I have a very long set of data collected from animal transmitters. Due to variable recharge of the tranmsitter's solar batteries, the interval between data points is highly variable (ranging from 180 seconds up to over one hour). I want to subset the data so the interval between points is a minimum of 10 minutes, or 600 seconds.
Here is what a small subset of my data looks like:
datetime id
01/09/2015 14:10:54 A
01/09/2015 14:26:56 A
01/09/2015 14:41:28 A
01/09/2015 14:43:53 A
01/09/2015 14:46:37 A
01/09/2015 14:48:57 A
01/09/2015 14:51:31 A
01/09/2015 14:54:08 A
04/09/2015 14:37:07 B
04/09/2015 14:52:07 B
04/09/2015 15:07:04 B
04/09/2015 15:15:35 B
04/09/2015 15:18:00 B
04/09/2015 15:20:23 B
04/09/2015 15:22:49 B
04/09/2015 15:25:12 B
04/09/2015 15:28:52 B
My desired output with a minimum interval of 10 minutes would be:
datetime id
01/09/2015 14:10:54 A
01/09/2015 14:26:56 A
01/09/2015 14:41:28 A
01/09/2015 14:51:31 A
01/09/2015 14:37:07 B
04/09/2015 14:52:07 B
04/09/2015 15:07:04 B
04/09/2015 15:18:00 B
04/09/2015 15:28:52 B
I found an almost exact question with an answer here.
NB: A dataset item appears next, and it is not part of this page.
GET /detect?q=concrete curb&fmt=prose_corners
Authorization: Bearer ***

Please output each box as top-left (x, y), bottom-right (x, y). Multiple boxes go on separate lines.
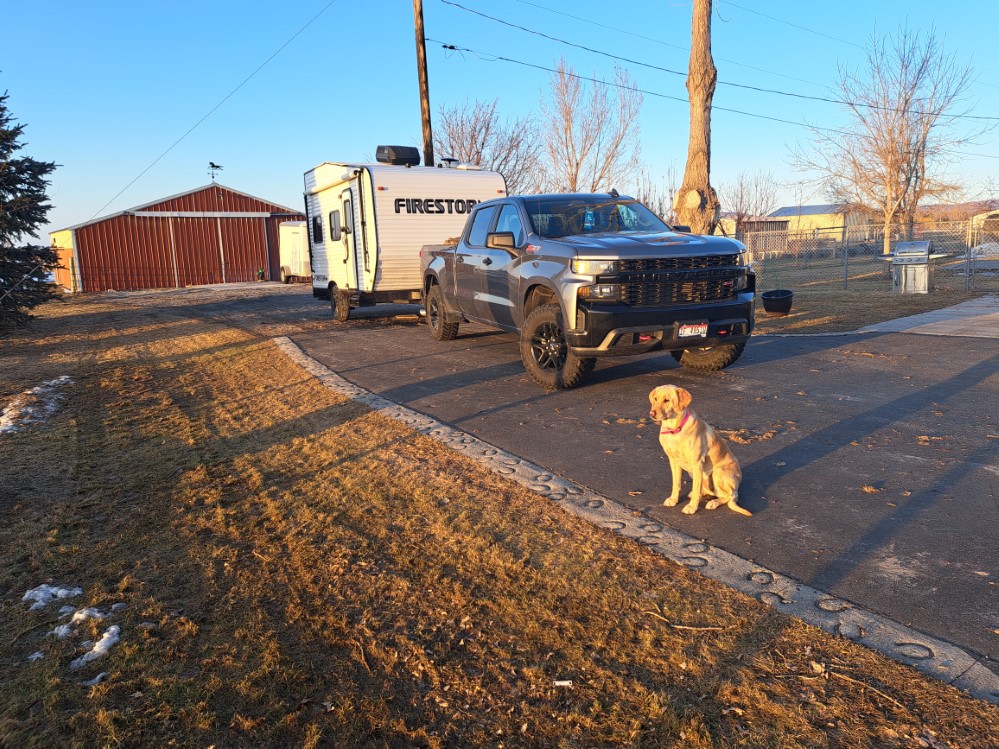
top-left (273, 337), bottom-right (999, 704)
Their data included id, date and time. Here is the code given in the answer:
library(dplyr)
library(lubridate)
locdata %>%
mutate(timestamp = dmy_hm(paste(date, time))) %>%
group_by(id, date) %>%
mutate(delta = timestamp - first(timestamp),
steps = as.numeric(floor(delta / 3600)),
change = ifelse(is.na(steps - lag(steps)), 1, steps - lag(steps))) %>%
filter(change > 0) %>%
select(id, date, timestamp)
I adapted this slightly to my data as below:
result <- mydata %>%
group_by(id) %>%
mutate(delta = datetime - first(datetime),
steps = as.numeric(floor(delta / 600)),
change = ifelse(is.na(steps - lag(steps)), 1, steps - lag(steps)))
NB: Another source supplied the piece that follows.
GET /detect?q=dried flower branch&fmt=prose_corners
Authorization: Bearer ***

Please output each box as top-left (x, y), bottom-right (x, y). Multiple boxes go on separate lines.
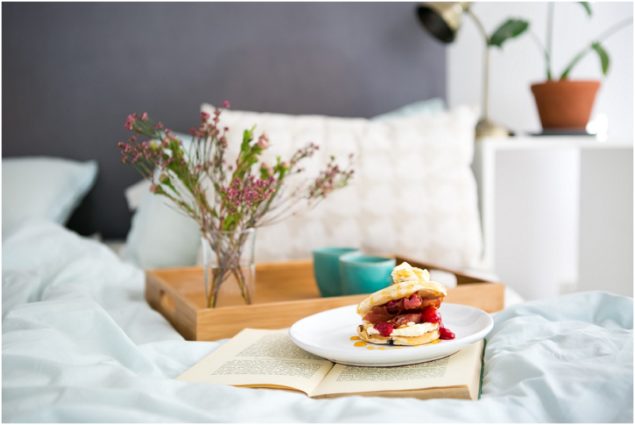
top-left (117, 102), bottom-right (353, 307)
The code results in this output:
datetime id delta steps change
01/09/2015 14:10:54 A 0 0 1
01/09/2015 14:26:56 A 962 1 1
01/09/2015 14:41:28 A 1834 3 2
01/09/2015 14:51:31 A 2437 4 1
04/09/2015 14:37:07 B 0 0 1
04/09/2015 14:52:07 B 900 1 1
04/09/2015 15:07:04 B 1797 2 1
04/09/2015 15:15:35 B 2308 3 1
04/09/2015 15:18:00 B 2453 4 1
04/09/2015 15:22:29 B 3105 5 1
The output gives the first data point in each 10 minute time block starting at time zero (per id). This is not exactly what I need, as some of the time points are less than 10 mins apart. What I need is the next time that is 10 mins or more after the previous point within each id.
Any idea how I could do this? Would I need to use a loop? Thanks for any ideas.